The center time (Ts) values of 90–160 ms are usually calculated for typical concert halls, while in the case of open spaces, Ts can be 230–300 ms. The main relevance that the energy with late reflections can move towards high values the gravity center of the impulse response.

4. Acoustic Properties of the Absorbent Material

The acoustic correction of rooms presents several problems due to the components of the sound tail. Moreover, the walls of the church could not be covered with traditional soundproof panels. For the acoustic correction, absorbent sheets were chosen to be installed under the ceiling at a distance from the rigid wall of 70 mm. The acoustic characteristics of this configuration were measured according to the standard EN ISO 10534-2 “Determination of sound absorption coefficient and impedance in impedance tubes transfer-function method” [13].

The measurement of the sound absorption coefficient of the sheeting was performed at normal incidence by means of an impedance tube. The measuring tube had the following dimensions: inner diameter of 100 mm, length of 560 mm, and the distance between the two microphones equal to 100 mm [14]. Figure 6 shows the sampled used for the acoustic measurements.

Table 2. Sound absorption coefficient of the sheeting, installed at a distance from the rigid wall of 70 mm.

Frequency, Hz	125	250	500	1000	2000	4000
Absorption Coefficient	0.56	0.72	0.76	0.82	0.76	0.77

reports the sound absorption coefficient values in the frequency range from 125 to 4000 Hz of the sheeting, installed at a distance from the rigid wall of 70 mm.

5. Simulations

The Odeon software is used for the simulation of the sound field in the church, the classical acoustic formulas do not provide correct indications about the acoustic correction of rooms with complex geometry. The Odeon software is used to evaluate the acoustic parameters of the church, to obtain realistic data and the subsequent acoustic correction.

This software uses the principles of the geometrical acoustics and adopts a hybrid calculation method that combines the image source method and the ray-tracing method. The Odeon software imports a virtual model realized by a 3D cad [15,16]. A computer software simulation usually requires a first step that is aimed at the development of a model of the space as it is and for which acoustic measurements are available [17]. The calculations were performed by fixing set-up parameters: transition order, TO = 2; impulse response length = 5.0 s; number of late rays = 50,000; impulse response resolution = 3.0 ms; max reflection order = 2.000 [18]. The acoustic model calibration is the first step and is made by setting the absorbent coefficient values for all the surfaces of the virtual model. A second step consists of comparing the measured and simulated parameters, which allows for a suitable calibration of the acoustic model. This makes it possible to reduce the difference between the measured and simulated acoustical parameters. The calibration procedure was stopped when, for each octave band frequency (125–4000 Hz), the calculated reverberation time value was equal to the measured one [19].

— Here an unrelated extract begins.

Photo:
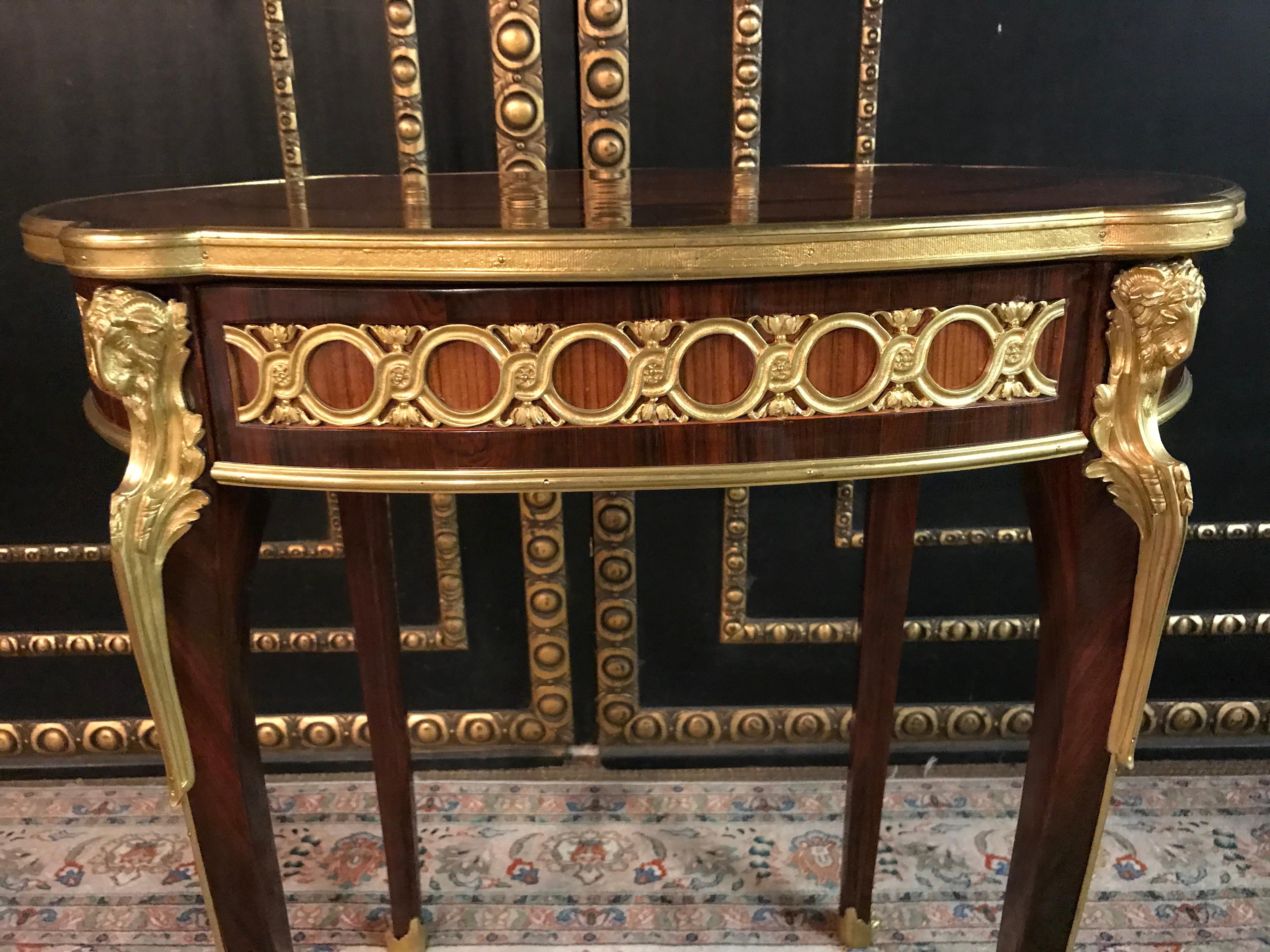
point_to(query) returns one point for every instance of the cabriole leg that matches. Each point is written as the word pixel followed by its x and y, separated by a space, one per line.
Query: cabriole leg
pixel 190 649
pixel 1104 598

In situ checks and detailed 3D drawings make it possible to realize a virtual model of the room. Thus, the virtual model drawn by a 3D cad software was imported into the room acoustics software “Odeon”. Figure 7 shows the 3D virtual model, with the sound source placed on the altar and the receivers among the pews of the congregation. The empty pews were simulated as parallelepipeds (one for each side), 0.8 m height, 6.0 m wide, and 10 m long. The area covered by the congregation was 120 m², with the assigned value of the absorption coefficient given in [20] and a value of the scattering coefficient s = 0.5. The scattering coefficient (s) does not depend on the frequency, but rather on the geometrical surface properties.

Table 3. Sound absorption coefficient values of the empty seats.

Frequency, Hz	125	250	500	1000	2000	4000
Absorption Coefficient	0.02	0.03	0.03	0.04	0.06	0.08

shows the values of the sound absorption coefficient of the empty seats used in the numerical simulation [21].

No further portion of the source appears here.